At any rate, our therapists are very skilled intubators. I trust them over many/most of the physicians because they do more than the residents and ER physicians. The only ones I'd prefer over the RTs are the intensivists and anesthesiologists, in general.
This is a free standing pediatric facility, though a smaller one, that performs hundreds of pediatric transports a year, with a separate neonatal team that also performs hundreds of runs a year. Some of which are minor and go home, some of which are very unstable.
Quote from FlyingScot
I'm curious to know on average how many weeks it takes for the transport trainee to get 10 missions in.

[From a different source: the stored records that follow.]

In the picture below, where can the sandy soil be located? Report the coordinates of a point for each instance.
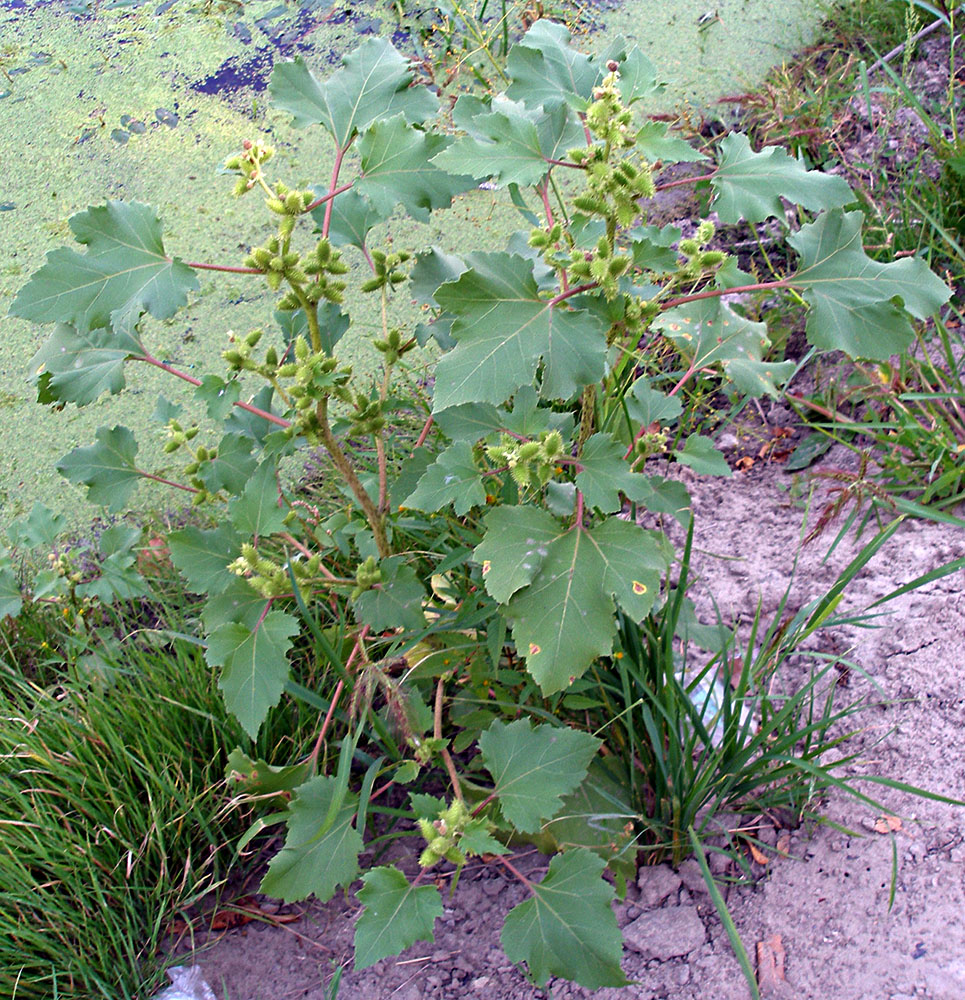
(823, 911)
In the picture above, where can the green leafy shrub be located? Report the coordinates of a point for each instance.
(480, 551)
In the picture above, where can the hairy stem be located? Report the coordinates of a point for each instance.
(342, 463)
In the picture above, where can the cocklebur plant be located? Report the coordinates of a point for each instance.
(481, 541)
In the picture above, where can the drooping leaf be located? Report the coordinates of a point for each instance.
(605, 474)
(708, 332)
(504, 329)
(232, 466)
(452, 478)
(654, 142)
(218, 395)
(432, 269)
(203, 555)
(123, 274)
(11, 598)
(851, 295)
(517, 541)
(396, 914)
(374, 82)
(563, 620)
(634, 561)
(84, 364)
(396, 169)
(599, 816)
(312, 862)
(646, 406)
(512, 144)
(700, 454)
(352, 218)
(40, 527)
(396, 602)
(106, 468)
(257, 511)
(258, 777)
(236, 603)
(750, 185)
(568, 928)
(254, 665)
(533, 768)
(545, 69)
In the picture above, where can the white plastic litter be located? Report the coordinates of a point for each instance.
(186, 984)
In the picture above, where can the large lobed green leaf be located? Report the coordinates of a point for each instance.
(851, 295)
(254, 664)
(123, 274)
(318, 855)
(534, 768)
(505, 332)
(374, 82)
(750, 185)
(396, 170)
(396, 914)
(568, 929)
(558, 586)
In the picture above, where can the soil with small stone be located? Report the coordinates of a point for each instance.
(819, 921)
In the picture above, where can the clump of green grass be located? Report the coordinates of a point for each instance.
(111, 819)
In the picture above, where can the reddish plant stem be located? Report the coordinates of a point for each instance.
(167, 482)
(225, 268)
(564, 163)
(557, 299)
(426, 427)
(515, 871)
(332, 190)
(328, 197)
(437, 733)
(685, 180)
(716, 293)
(264, 414)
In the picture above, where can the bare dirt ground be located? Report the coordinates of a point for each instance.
(822, 913)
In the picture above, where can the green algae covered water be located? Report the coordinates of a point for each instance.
(143, 101)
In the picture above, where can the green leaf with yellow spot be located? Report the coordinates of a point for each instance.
(533, 768)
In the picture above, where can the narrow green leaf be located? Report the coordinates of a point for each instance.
(534, 768)
(647, 406)
(310, 863)
(396, 914)
(374, 82)
(254, 665)
(106, 468)
(123, 274)
(452, 479)
(851, 295)
(568, 928)
(750, 185)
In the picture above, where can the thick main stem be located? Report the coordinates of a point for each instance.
(341, 462)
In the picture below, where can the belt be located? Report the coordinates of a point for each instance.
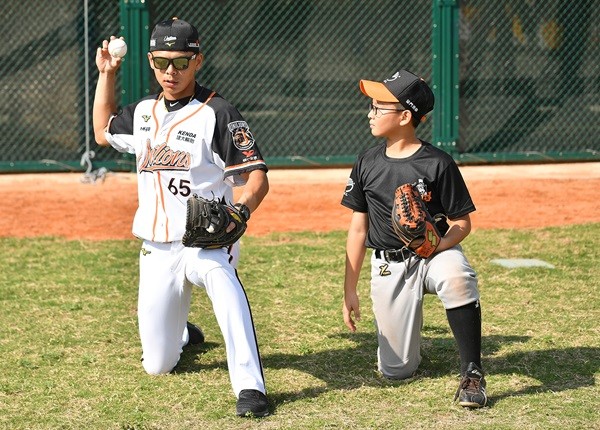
(394, 255)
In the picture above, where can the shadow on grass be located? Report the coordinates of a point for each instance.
(356, 366)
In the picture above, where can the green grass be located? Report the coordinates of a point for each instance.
(70, 350)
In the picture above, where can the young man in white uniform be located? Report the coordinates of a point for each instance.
(187, 140)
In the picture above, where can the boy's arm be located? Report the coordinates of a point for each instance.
(355, 254)
(104, 101)
(255, 189)
(459, 229)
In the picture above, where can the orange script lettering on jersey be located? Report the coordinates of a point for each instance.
(163, 157)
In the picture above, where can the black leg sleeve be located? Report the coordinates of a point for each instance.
(465, 323)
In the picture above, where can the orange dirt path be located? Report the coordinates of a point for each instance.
(508, 196)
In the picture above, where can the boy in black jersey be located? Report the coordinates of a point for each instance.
(399, 278)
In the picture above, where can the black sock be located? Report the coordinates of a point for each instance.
(465, 323)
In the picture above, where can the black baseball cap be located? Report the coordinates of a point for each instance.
(402, 87)
(174, 35)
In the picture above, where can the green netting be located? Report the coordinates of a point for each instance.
(529, 86)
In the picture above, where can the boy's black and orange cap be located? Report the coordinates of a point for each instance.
(174, 35)
(402, 87)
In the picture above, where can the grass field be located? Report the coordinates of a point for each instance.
(70, 350)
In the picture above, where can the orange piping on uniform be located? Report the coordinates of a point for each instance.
(237, 166)
(162, 202)
(155, 116)
(155, 211)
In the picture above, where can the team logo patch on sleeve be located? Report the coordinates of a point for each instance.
(241, 135)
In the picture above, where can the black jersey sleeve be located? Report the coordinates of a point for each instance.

Do they have any didactic education during that time? I've had many, many years of transport experience and I'm kind of stunned to hear of such a short training period. The nurses don't intubate? What if the RT is unsuccessful? Is this at a free-standing children's hospital with a high transport volume or the occasional random trip to a nearby facility? I'm not meaning to diss your system. Really...I'm not. I just can't imagine transporting without the extensive training that I and my cohorts received. We had to successfully intubate 40 patients of varying ages just to be signed off!!!! As I'm sure you know transport medicine is not just ICU care on wheels and there is so much to learn. Wow!